連なる山々を越え、ノイジーな車輪の音は風景に溶けていった。

一つ咳を漏らせば全員が吐き出しそうな空気は、ドアの開く小気味良い音と共に放たれた。


私はいま、都会に来ている。

そう再認識するように心音に身を委ねる。


片田舎から数時間、都会特有の秘匿性に静かな憧れを抱き、私は社会人へとなろうとしている。

暖房から急激な冷気に晒されてかじかんだ手を銀蝿のように擦り合わせて、私は彼の隣を歩く。


彼の隣に自由はない。

そう知っていてもそうせずにはいられない。


社会も生活も音楽も運動も知識も知恵も、私を自由にするものがここにあるかはわからない。

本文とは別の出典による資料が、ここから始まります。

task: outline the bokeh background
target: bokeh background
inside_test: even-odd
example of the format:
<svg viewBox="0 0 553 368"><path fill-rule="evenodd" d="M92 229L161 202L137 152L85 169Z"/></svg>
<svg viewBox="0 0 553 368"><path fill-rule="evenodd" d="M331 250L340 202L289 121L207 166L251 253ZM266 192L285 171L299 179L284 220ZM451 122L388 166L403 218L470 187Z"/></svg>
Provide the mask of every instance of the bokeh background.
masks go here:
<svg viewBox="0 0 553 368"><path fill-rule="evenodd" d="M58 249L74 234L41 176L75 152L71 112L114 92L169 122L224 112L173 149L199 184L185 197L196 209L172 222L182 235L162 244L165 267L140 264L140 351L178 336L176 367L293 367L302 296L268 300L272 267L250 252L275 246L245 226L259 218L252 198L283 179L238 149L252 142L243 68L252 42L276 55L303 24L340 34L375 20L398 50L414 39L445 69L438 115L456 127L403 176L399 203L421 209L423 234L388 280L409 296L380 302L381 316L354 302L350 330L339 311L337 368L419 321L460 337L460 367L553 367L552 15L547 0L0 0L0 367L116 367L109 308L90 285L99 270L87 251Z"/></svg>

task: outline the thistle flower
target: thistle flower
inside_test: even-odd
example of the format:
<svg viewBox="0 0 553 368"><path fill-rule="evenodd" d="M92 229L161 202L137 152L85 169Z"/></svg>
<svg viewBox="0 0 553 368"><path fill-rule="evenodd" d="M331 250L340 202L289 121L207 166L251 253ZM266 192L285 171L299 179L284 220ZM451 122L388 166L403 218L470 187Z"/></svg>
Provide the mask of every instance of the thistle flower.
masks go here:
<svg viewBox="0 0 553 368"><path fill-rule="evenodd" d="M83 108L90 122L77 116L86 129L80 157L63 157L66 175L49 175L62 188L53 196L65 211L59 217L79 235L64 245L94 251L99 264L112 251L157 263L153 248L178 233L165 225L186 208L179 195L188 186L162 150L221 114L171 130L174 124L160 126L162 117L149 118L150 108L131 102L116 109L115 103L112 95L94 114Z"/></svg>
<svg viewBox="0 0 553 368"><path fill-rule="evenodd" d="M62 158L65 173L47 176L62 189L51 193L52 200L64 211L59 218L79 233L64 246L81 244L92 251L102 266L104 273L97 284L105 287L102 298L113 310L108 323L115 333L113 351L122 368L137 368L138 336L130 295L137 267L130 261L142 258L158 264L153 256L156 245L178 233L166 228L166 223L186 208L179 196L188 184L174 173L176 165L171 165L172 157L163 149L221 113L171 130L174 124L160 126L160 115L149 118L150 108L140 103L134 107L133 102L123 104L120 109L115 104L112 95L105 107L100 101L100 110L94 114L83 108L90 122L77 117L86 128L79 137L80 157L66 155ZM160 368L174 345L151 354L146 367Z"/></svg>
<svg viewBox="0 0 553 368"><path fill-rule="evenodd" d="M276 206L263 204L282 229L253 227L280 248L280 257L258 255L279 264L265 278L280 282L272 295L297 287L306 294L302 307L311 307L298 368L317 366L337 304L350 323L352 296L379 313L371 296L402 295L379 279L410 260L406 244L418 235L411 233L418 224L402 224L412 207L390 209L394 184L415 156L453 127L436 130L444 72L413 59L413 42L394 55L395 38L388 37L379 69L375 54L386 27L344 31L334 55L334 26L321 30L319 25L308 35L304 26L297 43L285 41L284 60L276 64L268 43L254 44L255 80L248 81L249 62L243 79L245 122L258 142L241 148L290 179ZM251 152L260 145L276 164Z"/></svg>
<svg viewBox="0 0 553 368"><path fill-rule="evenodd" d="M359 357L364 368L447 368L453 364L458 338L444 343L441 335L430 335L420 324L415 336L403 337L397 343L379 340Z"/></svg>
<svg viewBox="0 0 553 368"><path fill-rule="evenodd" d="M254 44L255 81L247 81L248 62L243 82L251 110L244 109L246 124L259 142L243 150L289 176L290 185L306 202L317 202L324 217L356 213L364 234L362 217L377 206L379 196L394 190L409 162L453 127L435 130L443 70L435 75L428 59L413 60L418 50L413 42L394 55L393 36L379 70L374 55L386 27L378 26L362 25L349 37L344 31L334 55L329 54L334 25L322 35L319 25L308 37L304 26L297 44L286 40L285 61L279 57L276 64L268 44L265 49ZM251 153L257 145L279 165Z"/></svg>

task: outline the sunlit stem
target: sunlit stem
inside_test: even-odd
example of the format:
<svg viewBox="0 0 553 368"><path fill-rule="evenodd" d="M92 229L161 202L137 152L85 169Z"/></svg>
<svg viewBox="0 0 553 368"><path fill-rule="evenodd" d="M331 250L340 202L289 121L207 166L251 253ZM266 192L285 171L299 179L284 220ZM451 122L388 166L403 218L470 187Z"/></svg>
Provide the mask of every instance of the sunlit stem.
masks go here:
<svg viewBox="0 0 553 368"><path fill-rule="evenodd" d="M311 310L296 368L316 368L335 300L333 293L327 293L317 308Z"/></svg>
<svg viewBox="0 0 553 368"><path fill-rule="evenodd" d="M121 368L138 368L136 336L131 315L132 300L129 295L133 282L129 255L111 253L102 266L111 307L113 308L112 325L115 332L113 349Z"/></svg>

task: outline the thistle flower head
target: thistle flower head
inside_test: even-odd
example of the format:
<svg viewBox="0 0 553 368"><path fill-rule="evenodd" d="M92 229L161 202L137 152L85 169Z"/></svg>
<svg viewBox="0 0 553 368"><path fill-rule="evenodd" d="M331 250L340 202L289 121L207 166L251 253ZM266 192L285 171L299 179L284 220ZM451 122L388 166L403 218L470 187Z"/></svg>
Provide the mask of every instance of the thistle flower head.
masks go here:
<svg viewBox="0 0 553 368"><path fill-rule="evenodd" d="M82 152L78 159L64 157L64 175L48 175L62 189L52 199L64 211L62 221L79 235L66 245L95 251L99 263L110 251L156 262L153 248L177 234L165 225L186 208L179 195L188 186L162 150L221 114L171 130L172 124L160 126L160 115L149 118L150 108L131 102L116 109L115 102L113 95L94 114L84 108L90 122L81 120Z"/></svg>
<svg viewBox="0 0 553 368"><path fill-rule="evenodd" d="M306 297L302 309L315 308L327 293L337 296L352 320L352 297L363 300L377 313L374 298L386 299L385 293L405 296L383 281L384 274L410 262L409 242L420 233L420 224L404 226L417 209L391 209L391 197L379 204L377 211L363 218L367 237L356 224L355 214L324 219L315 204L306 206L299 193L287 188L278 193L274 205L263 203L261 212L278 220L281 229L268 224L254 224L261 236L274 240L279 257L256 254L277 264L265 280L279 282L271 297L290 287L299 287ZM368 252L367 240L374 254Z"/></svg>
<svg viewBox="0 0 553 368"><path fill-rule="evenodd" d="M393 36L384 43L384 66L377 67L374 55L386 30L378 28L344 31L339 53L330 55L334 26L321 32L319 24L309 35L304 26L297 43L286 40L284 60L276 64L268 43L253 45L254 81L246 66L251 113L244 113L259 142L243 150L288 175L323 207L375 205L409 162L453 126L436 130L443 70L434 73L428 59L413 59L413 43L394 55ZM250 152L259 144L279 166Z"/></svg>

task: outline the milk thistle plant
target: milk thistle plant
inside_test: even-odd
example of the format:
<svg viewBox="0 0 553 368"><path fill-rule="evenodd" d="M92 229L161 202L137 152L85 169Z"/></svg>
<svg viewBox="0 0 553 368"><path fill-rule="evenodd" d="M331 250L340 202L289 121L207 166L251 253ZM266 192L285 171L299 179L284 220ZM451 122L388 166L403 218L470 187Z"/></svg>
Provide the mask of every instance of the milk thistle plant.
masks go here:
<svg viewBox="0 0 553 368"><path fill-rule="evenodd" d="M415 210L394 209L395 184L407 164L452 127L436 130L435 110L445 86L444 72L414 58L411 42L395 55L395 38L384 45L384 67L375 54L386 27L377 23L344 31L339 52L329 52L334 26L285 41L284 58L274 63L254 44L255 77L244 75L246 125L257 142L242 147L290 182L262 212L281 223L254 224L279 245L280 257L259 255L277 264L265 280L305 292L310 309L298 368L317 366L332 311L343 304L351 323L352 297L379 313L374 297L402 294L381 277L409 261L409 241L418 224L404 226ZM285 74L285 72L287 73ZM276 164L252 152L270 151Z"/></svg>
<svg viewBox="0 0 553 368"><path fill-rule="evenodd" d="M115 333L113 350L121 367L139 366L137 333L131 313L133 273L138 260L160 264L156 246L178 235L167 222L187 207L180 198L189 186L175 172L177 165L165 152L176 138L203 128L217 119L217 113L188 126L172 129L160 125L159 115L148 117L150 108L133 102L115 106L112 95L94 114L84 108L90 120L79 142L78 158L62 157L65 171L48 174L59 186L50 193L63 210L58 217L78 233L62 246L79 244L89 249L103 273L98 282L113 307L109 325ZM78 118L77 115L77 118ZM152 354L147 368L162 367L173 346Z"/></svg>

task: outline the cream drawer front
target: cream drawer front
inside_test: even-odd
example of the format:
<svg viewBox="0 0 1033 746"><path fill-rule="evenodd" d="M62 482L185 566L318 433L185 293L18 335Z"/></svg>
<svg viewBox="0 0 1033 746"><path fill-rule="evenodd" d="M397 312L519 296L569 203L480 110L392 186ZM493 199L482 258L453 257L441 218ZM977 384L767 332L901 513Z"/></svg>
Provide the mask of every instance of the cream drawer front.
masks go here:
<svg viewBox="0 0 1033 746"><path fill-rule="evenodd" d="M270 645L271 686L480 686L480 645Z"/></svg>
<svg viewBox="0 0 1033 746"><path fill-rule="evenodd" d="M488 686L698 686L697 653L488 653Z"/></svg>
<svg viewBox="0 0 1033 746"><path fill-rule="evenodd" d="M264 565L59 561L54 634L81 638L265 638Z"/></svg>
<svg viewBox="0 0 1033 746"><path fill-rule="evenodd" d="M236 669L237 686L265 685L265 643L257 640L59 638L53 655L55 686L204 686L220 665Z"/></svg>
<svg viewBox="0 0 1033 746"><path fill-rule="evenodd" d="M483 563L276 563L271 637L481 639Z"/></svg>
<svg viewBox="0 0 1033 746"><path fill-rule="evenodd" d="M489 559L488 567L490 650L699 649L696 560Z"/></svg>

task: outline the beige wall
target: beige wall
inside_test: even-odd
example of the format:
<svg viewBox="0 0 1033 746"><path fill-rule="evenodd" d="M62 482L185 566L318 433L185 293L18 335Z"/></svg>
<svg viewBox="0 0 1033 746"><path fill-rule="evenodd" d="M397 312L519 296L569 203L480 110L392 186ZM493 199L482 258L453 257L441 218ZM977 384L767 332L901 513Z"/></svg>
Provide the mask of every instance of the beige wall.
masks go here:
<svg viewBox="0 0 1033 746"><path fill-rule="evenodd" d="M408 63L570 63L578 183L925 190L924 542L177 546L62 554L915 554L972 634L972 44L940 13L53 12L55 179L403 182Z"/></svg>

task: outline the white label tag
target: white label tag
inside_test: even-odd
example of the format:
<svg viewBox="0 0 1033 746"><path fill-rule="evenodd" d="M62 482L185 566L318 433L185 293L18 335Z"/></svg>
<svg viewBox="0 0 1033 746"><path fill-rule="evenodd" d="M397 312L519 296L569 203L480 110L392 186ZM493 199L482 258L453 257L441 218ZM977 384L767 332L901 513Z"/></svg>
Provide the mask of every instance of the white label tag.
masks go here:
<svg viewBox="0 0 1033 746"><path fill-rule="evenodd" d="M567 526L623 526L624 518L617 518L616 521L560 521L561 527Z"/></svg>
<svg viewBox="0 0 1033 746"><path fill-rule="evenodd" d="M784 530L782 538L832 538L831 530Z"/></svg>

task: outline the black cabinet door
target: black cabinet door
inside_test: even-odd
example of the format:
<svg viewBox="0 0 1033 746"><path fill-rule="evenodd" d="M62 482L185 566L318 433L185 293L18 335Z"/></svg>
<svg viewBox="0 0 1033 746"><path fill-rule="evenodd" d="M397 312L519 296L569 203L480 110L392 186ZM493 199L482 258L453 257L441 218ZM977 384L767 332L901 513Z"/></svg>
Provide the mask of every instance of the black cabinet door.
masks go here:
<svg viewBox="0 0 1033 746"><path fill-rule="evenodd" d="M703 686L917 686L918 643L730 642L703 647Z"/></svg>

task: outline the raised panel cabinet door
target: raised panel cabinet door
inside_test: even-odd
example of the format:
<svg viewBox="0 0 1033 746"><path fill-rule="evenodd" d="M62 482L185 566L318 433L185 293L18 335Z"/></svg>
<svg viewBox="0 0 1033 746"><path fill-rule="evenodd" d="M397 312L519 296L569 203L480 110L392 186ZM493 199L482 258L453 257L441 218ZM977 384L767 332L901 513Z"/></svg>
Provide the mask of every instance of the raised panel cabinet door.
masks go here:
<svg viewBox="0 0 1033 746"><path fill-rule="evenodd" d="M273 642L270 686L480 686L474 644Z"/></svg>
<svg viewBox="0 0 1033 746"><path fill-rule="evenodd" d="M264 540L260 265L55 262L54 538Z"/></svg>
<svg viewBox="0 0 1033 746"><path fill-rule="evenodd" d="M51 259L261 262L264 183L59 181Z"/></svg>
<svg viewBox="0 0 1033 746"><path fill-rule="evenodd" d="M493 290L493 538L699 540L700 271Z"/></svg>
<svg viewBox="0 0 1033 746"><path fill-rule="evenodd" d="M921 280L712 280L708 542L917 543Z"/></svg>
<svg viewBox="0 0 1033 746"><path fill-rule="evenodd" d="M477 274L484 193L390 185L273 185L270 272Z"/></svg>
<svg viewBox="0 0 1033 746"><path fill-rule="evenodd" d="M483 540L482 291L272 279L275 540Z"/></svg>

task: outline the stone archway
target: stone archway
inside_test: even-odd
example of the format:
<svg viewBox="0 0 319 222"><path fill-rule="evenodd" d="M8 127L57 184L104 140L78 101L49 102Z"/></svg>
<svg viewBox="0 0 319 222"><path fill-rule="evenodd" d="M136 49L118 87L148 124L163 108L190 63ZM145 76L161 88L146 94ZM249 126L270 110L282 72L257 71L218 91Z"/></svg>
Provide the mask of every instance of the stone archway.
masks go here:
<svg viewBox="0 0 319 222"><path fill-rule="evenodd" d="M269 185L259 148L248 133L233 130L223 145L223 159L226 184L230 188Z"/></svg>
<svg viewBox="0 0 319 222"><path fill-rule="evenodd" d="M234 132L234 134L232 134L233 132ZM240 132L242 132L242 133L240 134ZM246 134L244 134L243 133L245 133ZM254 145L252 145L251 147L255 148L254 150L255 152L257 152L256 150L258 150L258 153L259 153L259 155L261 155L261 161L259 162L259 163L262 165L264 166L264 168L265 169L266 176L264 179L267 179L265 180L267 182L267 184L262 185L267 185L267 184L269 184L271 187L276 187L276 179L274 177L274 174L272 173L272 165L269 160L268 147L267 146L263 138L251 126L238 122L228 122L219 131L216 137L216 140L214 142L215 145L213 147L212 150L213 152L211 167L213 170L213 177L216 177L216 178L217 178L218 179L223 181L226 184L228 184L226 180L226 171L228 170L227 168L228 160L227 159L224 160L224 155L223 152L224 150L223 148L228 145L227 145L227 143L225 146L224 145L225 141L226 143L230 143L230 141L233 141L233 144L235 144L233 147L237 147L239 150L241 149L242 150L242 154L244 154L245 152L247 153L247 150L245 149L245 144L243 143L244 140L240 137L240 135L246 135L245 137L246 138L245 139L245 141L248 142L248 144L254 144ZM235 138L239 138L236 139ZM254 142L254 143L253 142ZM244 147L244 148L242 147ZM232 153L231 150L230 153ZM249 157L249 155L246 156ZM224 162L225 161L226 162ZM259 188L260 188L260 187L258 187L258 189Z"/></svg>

全員が新卒として同じスタートラインに立たされている。



私には何もできないし、私には何だってできる。

そう言い聞かせ、自分を鼓舞する。


軽率な感情の揺れに身を任せて後悔するかもしれない。

この先、もっと素敵な人に出逢えるかもしれない。

これまでの価値観を大きく覆す出来事が目の前で起こるかもしれない。

私が辿ってきた轍を土足で蹴散らす輩が現れるかもしれない。


それは私にとって広く深い自由だった。

故郷とは真反対の海を見て思う。


私の自由は私が私であるために私自身でここに見いだす。